Research supports the importance of social capital to the integration of immigrants.3,4,5,6 Having access to close networks of people of the same cultural origin--as well as to programs that support these networks--is associated with the social and economic integration of immigrants in the host country and with their well-being. Networks of friends and family for new immigrants in Canada represent an extremely important support, whether for finding accommodation, training or education, employment or aid.6 The most important sources of assistance for immigrants, according to the results of the Longitudinal Survey of Immigrants to Canada (LSIC), are parents or family members (already established in Canada), friends, organizations working with immigrants, educational institutions and health workers.

Results of current analysis of the GSS support the above findings that social capital is a major determinant of health for immigrants to Canada, and reinforce results of the LSIC:

  • There is a positive association between the size of networks of strong ties and reported good health among immigrants. The association is more pronounced for immigrants than for any of the other groups studied, as well as for the Canadian population overall.
  • There is also a positive association between the number of ties with organizations and immigrants' self-reported health. Immigrants with a high number of ties to organizations perceive their health to be good--a trend that is in keeping with results for the Canadian population overall.
  • Except for the general population, immigrant women are the only group for which the results of the analysis indicate a significant relationship between reciprocity in social networks and perceived health. Immigrant women who say they had at least one reciprocal support relationship within their social networks were more likely to say they are in good health than their peers without such a relationship.
  • The results show that for immigrant men, volunteerism and perceived health are strongly linked. Immigrant men who volunteered in the year preceding the survey are more than twice as likely to say they are in good health as their peers who had not participated in volunteer activity.
  • The situation is different for the social support index and self-reported health. Immigrants who say they had received at least one form of social support in the year preceding the survey are more likely to report poor health. This result is likely explained by a limitation in measurement of social support inherent in the GSS data which is discussed in greater detail at the end of this article. This negative relationship holds for the overall Canadian population as well.
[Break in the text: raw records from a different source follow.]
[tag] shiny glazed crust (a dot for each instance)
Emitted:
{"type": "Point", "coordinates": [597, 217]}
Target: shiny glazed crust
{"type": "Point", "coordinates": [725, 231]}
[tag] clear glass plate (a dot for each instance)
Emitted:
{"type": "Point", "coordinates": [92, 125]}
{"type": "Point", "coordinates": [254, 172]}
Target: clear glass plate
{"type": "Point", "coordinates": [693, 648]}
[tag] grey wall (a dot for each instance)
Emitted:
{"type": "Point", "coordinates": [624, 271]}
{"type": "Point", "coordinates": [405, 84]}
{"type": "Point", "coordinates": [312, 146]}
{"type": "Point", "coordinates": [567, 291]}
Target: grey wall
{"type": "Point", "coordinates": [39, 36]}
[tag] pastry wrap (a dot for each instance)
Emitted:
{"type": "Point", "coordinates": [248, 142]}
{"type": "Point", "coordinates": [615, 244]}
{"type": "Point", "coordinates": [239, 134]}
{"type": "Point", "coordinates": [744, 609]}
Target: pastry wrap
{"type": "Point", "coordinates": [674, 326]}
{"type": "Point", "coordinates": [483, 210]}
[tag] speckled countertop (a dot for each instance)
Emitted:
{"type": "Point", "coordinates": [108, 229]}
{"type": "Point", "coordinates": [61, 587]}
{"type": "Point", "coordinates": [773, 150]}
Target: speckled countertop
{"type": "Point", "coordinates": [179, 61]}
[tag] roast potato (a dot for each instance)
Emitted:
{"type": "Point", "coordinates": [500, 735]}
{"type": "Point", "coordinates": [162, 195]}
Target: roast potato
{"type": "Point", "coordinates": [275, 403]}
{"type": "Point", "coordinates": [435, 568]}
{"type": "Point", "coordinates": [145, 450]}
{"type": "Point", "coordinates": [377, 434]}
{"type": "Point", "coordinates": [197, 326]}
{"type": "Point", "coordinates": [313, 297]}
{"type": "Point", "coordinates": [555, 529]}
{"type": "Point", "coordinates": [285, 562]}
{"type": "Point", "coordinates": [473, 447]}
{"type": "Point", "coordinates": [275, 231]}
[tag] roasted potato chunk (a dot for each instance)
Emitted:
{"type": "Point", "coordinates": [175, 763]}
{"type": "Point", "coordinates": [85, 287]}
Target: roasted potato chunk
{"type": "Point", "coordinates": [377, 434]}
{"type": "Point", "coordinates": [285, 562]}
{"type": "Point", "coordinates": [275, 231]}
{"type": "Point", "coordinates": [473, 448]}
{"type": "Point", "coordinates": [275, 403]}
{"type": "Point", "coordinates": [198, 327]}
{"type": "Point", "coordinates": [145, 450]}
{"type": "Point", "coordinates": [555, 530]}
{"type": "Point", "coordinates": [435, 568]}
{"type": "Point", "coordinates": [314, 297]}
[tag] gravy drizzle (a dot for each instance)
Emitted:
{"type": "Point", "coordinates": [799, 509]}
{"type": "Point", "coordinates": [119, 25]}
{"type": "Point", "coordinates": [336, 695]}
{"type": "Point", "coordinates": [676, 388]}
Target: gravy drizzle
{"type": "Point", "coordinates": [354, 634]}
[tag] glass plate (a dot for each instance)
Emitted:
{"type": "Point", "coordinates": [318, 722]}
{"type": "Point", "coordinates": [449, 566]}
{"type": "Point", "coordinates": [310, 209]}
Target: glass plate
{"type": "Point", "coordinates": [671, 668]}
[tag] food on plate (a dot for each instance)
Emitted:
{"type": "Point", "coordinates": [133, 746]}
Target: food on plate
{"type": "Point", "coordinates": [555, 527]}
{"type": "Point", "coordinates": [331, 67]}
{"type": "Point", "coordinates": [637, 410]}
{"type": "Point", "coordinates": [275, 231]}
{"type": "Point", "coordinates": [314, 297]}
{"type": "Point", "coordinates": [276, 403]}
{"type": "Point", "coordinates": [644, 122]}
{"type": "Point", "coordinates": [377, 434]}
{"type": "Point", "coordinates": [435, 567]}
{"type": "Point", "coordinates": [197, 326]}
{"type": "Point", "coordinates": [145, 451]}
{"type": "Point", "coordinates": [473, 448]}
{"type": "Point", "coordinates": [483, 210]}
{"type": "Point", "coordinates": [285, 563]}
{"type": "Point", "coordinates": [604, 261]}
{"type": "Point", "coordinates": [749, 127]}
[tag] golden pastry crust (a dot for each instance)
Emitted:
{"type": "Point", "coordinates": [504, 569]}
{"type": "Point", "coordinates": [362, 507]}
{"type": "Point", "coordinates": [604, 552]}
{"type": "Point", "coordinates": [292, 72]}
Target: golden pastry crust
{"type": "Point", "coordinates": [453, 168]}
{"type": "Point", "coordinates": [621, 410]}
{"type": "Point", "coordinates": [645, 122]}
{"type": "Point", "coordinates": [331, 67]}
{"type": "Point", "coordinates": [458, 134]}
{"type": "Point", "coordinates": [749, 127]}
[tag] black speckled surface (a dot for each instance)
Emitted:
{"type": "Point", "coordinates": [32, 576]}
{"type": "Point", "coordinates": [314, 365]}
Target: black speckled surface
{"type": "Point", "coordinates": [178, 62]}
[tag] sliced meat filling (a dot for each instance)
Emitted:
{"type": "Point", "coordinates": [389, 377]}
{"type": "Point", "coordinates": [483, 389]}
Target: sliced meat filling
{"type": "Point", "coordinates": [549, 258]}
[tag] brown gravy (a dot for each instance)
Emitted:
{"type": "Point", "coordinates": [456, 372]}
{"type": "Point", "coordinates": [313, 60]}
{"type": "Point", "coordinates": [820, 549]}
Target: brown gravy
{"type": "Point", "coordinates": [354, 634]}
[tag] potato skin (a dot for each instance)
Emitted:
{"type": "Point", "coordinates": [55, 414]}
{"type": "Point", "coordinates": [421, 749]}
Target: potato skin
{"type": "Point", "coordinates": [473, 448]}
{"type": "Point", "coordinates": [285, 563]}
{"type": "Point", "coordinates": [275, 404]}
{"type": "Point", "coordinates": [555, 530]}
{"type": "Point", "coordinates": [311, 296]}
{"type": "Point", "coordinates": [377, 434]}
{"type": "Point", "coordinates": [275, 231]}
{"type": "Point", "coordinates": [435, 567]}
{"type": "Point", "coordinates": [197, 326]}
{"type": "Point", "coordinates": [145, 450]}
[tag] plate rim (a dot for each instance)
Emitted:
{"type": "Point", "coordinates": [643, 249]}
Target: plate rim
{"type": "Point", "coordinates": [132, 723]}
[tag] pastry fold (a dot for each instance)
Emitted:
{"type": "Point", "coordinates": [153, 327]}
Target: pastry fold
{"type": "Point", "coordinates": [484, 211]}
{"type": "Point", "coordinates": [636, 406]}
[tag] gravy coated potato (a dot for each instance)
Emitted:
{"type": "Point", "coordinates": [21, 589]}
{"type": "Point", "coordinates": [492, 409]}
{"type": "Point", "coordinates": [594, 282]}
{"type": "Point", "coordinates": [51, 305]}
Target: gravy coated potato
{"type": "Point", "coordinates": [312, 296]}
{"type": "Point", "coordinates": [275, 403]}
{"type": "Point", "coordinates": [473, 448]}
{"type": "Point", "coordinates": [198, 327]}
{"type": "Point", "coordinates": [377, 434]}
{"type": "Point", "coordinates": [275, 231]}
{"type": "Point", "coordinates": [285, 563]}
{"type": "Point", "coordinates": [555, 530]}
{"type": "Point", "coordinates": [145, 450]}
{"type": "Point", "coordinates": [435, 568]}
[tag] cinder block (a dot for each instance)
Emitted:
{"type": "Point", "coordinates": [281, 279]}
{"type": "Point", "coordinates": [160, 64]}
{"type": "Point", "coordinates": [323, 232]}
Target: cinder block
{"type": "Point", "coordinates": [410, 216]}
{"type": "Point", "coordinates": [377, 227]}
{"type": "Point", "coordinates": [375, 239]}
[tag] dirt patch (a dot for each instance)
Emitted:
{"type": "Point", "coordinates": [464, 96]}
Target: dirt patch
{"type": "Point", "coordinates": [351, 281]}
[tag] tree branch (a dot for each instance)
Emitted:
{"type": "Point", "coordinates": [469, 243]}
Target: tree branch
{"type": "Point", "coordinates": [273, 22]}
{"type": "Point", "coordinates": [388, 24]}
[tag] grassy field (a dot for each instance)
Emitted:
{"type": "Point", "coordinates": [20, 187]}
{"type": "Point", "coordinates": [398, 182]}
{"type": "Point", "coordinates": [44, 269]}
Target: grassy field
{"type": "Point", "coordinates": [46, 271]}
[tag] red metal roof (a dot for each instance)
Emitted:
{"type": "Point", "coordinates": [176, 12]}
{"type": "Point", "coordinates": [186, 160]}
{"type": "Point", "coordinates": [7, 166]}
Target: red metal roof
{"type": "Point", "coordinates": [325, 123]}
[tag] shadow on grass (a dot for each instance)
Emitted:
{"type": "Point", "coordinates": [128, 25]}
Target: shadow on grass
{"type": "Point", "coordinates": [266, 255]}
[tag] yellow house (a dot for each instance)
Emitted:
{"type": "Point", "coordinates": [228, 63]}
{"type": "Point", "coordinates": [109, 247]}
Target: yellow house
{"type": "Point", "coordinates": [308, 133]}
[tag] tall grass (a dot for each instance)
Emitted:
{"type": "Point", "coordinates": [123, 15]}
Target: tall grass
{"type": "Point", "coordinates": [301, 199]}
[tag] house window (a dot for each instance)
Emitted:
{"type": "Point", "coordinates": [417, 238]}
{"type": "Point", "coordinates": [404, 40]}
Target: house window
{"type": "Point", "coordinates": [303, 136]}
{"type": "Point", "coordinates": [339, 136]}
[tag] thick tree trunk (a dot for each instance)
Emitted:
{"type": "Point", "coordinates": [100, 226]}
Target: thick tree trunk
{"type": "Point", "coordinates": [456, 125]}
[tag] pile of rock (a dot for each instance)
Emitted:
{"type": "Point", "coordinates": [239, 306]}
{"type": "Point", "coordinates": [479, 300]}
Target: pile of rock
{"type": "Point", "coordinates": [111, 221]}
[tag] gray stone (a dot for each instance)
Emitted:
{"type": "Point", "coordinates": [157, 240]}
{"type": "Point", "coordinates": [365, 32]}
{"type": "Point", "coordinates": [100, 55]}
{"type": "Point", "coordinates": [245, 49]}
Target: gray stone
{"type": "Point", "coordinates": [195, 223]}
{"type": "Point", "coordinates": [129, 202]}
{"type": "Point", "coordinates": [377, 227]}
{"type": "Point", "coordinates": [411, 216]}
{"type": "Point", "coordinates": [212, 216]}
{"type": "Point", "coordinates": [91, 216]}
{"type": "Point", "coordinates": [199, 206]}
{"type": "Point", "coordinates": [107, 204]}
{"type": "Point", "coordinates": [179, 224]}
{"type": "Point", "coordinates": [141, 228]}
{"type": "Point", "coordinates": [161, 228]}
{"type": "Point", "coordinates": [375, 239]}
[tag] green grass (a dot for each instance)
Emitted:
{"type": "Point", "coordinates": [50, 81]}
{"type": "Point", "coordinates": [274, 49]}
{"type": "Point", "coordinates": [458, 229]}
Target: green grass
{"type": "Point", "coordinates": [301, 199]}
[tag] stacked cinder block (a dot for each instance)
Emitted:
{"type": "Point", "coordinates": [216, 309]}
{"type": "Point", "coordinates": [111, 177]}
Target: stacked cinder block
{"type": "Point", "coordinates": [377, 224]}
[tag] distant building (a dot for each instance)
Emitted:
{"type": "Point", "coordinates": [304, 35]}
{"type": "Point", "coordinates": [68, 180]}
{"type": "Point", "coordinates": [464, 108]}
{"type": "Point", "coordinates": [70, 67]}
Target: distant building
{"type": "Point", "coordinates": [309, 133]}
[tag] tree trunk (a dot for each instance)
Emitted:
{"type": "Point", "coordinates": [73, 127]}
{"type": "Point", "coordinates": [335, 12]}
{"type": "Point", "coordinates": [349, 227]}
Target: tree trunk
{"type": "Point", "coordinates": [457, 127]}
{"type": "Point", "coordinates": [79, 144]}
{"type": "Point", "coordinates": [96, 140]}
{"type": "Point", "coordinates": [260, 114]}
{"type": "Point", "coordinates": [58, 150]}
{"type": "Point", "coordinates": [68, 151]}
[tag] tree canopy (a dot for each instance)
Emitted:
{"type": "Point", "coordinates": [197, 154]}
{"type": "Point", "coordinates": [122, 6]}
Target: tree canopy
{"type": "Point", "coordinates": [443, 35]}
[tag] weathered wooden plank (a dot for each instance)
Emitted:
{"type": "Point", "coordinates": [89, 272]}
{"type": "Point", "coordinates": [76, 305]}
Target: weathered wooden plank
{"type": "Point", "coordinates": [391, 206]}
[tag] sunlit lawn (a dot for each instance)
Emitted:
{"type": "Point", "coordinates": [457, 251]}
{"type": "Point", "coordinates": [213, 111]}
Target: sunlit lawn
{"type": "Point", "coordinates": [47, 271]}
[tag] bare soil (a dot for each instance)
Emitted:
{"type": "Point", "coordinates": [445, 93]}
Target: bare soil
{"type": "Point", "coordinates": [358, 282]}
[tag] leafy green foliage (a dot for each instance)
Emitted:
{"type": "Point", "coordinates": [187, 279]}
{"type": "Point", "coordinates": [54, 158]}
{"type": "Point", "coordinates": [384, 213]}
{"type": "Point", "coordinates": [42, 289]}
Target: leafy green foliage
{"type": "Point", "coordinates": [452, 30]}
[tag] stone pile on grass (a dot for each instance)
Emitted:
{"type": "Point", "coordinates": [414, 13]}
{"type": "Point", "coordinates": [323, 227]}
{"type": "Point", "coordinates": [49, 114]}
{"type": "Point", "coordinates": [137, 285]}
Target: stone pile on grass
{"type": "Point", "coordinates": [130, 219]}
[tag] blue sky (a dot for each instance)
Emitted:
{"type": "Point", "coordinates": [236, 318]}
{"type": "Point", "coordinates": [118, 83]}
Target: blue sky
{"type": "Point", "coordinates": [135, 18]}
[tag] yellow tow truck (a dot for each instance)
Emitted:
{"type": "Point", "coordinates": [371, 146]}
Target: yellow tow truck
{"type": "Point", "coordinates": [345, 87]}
Members of Low-Income Households

Some researchers hypothesize that poverty and increasing social inequality engender negative stress which, in turn, can have a negative impact on the physical and emotional health of individuals.7,8 Recent studies show that when solutions and the ability to adapt to stress are limited, people become more vulnerable to a whole range of diseases that affect the immune system and the hormonal system.8 In this context, as in many other difficult life circumstances, networks can serve as moderators in attenuating adverse living conditions, helping people to remain healthy or to increase their resilience.9

Results of the GSS analysis feature the following key points:

  • For members of low-income households, there is a positive association between perceived good health and the size of networks of strong ties. Those with medium or large networks are more likely than those with smaller networks to report good health. The relationship is stronger for men than for women in this group.
  • Counter to the general trend, the perceived health of people living in low-income households is not related to networks of ties with organizations.
  • The positive relationship between volunteering and perceived health is significantly stronger for those living in low-income households than is the case for the general population or all other groups studied. In fact, only among immigrant men is there a stronger association between volunteer participation and health.

Limitations of the Analysis

Even though the findings from the analysis of the GSS data do not allow for the establishment of causality, the current study demonstrates that social capital indicators that are closest to a network approach (i.e., networks of strong ties and networks of ties with organizations) are significantly linked to the perceived health status of Canadians. At the same time, the data available in the GSS present some important challenges.

The first is a problem often encountered by researchers when they analyze secondary data (that they did not collect): how to operationalize a model that relies on a theoretical framework that is different from the one used to guide the development of the database used. In general, researchers faced with this challenge have access to fewer data on which to carry out their analysis.10 This was true in the current case, where the adoption of a theoretical framework on social capital based on the network approach limited the choice of indicators of social capital available for analysis. While the resulting analyses have clearly produced interesting results that merit attention, the data available in the GSS are not sufficient to complete a full analysis of social capital based on a network approach.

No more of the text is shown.